Garvey’s words would later be reborn in Marley’s “Redemption Song”. The singer/songwriter was born in the same area of Jamaica as Garvey and probably studied his work. When Marley learned he was dying of cancer in the late 1970s, he turned to Garvey for inspiration for what would be his last song. Tattrie says Marley likely read Garvey’s Sydney speech in Black Man magazine, and was clearly struck by the emancipation line.

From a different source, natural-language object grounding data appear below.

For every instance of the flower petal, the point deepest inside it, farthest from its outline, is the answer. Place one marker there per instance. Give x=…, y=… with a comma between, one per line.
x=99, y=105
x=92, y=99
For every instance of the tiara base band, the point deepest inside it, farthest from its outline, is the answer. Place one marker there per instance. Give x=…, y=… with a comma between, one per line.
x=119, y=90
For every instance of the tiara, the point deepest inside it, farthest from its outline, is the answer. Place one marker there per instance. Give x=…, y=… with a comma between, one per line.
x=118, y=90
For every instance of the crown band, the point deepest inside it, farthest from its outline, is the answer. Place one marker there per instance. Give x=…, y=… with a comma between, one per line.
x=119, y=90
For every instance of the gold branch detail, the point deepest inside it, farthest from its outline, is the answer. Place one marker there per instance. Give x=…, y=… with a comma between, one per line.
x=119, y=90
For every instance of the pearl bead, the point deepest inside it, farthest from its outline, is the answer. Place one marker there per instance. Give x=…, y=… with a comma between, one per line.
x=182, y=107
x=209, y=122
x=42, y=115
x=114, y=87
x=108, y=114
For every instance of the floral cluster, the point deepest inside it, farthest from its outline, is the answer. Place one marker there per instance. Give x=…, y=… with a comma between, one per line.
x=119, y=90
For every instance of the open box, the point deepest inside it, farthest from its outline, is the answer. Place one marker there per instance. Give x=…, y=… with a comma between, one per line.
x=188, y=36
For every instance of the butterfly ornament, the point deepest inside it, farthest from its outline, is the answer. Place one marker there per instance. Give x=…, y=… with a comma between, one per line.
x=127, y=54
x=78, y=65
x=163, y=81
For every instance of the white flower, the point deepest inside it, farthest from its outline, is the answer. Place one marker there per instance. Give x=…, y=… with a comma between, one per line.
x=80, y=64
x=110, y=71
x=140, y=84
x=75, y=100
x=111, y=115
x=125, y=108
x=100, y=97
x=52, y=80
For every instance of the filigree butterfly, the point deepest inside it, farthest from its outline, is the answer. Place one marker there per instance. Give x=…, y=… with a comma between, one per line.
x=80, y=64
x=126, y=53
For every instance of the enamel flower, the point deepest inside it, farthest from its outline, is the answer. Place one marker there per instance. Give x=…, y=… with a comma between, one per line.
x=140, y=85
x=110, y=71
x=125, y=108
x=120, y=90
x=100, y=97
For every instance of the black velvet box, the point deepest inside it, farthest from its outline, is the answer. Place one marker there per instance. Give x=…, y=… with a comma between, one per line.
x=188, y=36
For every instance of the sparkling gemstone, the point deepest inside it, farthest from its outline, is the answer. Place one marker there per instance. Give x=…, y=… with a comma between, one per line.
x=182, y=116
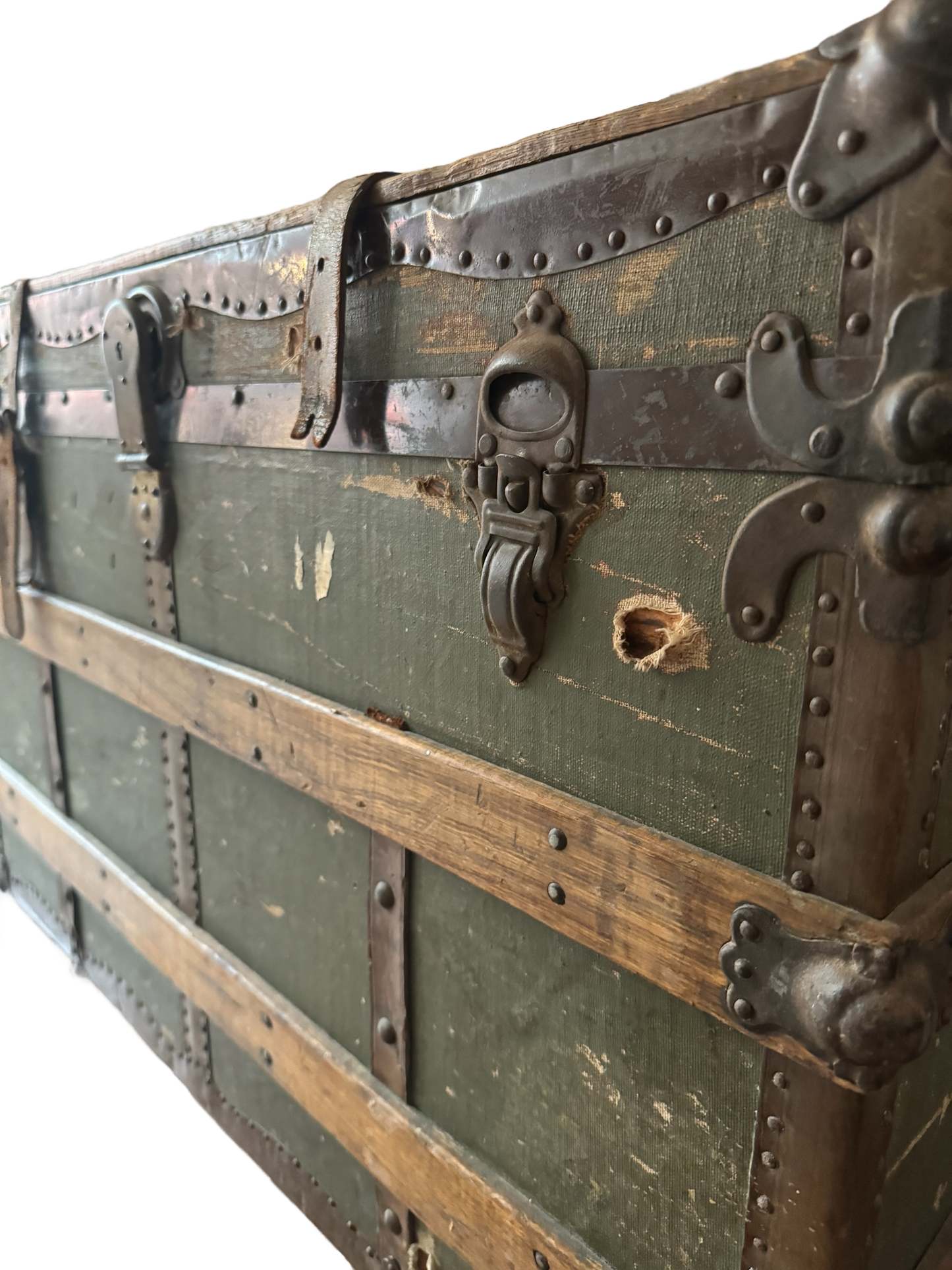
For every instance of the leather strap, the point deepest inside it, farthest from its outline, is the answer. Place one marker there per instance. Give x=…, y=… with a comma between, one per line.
x=322, y=353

“For Marley, the solution was mental emancipation. So he wrote ‘Redemption Song’, and the focal point is a near-direct quote of Garvey’s Nova Scotia speech: “Emancipate yourselves from mental slavery/none but ourselves can free our minds.”
Tattrie, an award-winning, multi-media freelance journalist and author, will be in Sydney on Tuesday, Feb. 21, to promote the book. He will give a talk at 3 p.m. at the Cape Breton University Library and he will be featured in the evening at 7 p.m. during Governor’s monthly book pub.
“I particularly hope that white Nova Scotians like me will embrace the book and use it as a launching point to learn about our rich and inspiring African Nova Scotian history,” says Tattrie. “I hope we will all learn a bit more about how racism works psychologically — especially how it works in white minds — and be better able to emancipate ourselves from the false and debilitating idea that humanity is divided into different races, and that it’s right to treat people differently according to that ideology.”
Tattrie says reaction to his book has been good and a real highlight occurred when he was able to present Marcus Garvey’s son, Dr. Julius Garvey, who was visiting the province, with a copy.
“In fact he delivered his Halifax talk three days after I got the books, and I was able to attend and give him a copy. It was truly amazing to have spent so much time writing about his father — and even him — and to find myself listening to a speech that was a hint of what Marcus Garvey’s talks were like.”
Author Jon Tattrie has released his latest book, “Redemption Songs: How Bob Marley’s Nova Scotia Song Lights The Way Past Racism.”